Afscheid van directeurschap
De tien jaar oudere Rozendaal is in 1990 gestopt, waarna Blankendaal zijn aandelen overnam. “Zo ga je allemaal je eigen weg. Als je mazzel hebt word je oud, en als je te oud wordt, moet je weg.” Die tijd is nu aangebroken, vind hij. Althans, om weg te gaan als directeur van het koel- en vrieshuis. Hij blijft wel eigenaar en dierenparkdirecteur. Volledig stoppen met werken, zoals zijn leeftijdsgenoten doorsnee doen, is dus niet aan de orde. Maar ja, doorsnee? Dat is Blankendaal niet.

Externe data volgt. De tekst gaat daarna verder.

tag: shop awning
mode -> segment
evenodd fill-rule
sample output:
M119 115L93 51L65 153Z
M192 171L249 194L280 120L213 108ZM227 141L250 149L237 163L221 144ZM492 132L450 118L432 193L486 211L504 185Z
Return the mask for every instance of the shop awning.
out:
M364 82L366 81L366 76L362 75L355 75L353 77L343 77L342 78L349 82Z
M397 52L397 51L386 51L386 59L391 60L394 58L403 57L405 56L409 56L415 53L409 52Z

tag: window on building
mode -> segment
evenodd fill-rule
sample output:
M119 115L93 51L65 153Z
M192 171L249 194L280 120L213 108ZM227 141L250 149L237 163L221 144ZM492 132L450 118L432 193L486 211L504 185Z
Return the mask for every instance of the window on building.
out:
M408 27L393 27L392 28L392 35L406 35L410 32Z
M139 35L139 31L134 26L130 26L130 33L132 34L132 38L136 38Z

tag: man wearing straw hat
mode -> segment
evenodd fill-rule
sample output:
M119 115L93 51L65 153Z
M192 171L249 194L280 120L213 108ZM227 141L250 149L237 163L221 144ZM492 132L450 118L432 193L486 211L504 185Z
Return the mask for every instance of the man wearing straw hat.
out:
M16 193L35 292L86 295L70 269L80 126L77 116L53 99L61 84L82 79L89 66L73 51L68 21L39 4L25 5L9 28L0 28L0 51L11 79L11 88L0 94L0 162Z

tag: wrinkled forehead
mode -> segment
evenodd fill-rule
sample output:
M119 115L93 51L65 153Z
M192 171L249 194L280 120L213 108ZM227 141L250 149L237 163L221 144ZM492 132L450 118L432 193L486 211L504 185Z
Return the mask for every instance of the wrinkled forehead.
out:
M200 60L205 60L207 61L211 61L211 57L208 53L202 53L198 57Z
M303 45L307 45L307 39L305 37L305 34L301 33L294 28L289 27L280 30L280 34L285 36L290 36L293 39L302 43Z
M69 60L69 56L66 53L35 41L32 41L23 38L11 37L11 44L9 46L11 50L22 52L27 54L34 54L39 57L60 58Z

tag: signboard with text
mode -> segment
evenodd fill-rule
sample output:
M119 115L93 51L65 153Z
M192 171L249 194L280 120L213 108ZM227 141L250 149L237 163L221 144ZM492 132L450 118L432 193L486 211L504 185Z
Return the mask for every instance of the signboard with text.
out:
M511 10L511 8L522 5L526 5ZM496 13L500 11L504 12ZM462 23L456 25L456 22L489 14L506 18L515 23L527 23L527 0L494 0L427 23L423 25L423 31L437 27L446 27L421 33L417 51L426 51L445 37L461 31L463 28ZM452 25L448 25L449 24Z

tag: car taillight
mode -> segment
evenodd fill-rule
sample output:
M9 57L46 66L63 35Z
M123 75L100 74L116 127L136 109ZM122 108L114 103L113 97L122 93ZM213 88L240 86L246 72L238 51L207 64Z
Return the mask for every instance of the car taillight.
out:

Koudemiddelen, mechanisatie en organisatie
In de 45 jaar dat Blankendaal koel- en vrieshuizen bestierde, heeft hij de ontwikkelingen in de koeltechniek van nabij meegemaakt. Noodgedwongen moest hij daarbij steeds op andere koudemiddelen overstappen. Inmiddels hebben ook de natuurlijke koudemiddelen hun opwachting in zijn bedrijf gemaakt. In Ridderkerk staat een ammoniakinstallatie, met CO₂ als koudedrager. Bij de vernieuwing van de installatie in Tuitjenhorn is gekozen voor CO₂ als koudemiddel. Waarom geen ammoniak? Blankendaal: “Dat koudemiddel heeft ook nadelen, zoals op het gebied van veiligheid. En we willen multifunctioneel zijn, we moeten per cel kunnen wisselen tussen koelen en vriezen. CO₂ sluit daar beter op aan.” Blankendaal wil niet vooroplopen bij de keuze voor nieuwe koelinstallaties. “Je kunt beter wachten tot koudemiddelen en installaties beproefd zijn. Als er genoeg kennis is opgedaan, is het veiliger om in installaties met nieuwe technieken of koudemiddelen te investeren. Het gaat ten slotte om grote uitgaven.” Bij zijn keuze gaat Blankendaal niet alleen af op het advies van zijn vaste installateur, maar praat hij ook met andere installateurs en gebruikers. “We hebben goede contacten in de sector.”
- Technische ruimte met de koelinstallatie.
- Opslag van producten met diverse afmetingen.
Opslag van uiteenlopende producten
Er staan uiteenlopende producten in de cellen van Blankendaal Coldstore, zoals concentraten waarvan vruchtensap wordt gemaakt, leliebollen, knoflook en koekjes. De bewaartemperatuur is voor al die producten verschillend. “Het ene product moet op 5 ˚C bewaard worden, het ander op –5 ˚C of –18 ˚C. We weten nooit wat en hoeveel er binnenkomt. De ruimtes die afzonderlijk geconditioneerd kunnen worden, moeten daarom niet te groot zijn.” De producten worden tijdens de bewaring goed in de gaten gehouden. “Soms zien we dat producten sneller rijp worden dan verwacht, dan adviseren we de klanten om ze zo snel mogelijk te verkopen.” De belangrijkste klanten zijn retailorganisaties. “Ze kopen alle dagen in en producten worden dag en nacht aangeleverd.”
Nog niet gemechaniseerd
De aangeleverde producten worden op pallets met heftrucks in de koelcellen geplaatst. Dat proces is dus nog niet gemechaniseerd, en dat geldt ook voor het orderpicken. “Mechanisatie daarvan is nu nog onbetaalbaar, maar we volgen de ontwikkelingen nauwgezet. Wat mechanisatie vooral duur maakt, is de variatie in verpakkingen. Heb je alleen standaardproducten, dan is het een stuk goedkoper.”
Dat Blankendaal ondanks de hoge kosten verwacht dat zijn koelhuizen ooit gemechaniseerd worden, heeft te maken met de krapte op de arbeidsmarkt. Voor alle functies is het lastig om mensen te krijgen, zo merkt hij. Dat komt volgens hem deels doordat meer jongeren tegenwoordig naar de universiteit of hogeschool gaan. “Dat wordt gestimuleerd door ouders. Die willen zo met hun kind pronken. Dat kunnen ze niet als hun kind monteur of bouwvakker wil worden. Dat vind ik grote onzin. Voor iemand die een huis kan bouwen of een auto kan repareren, heb ik meer bewondering dan voor een academicus.”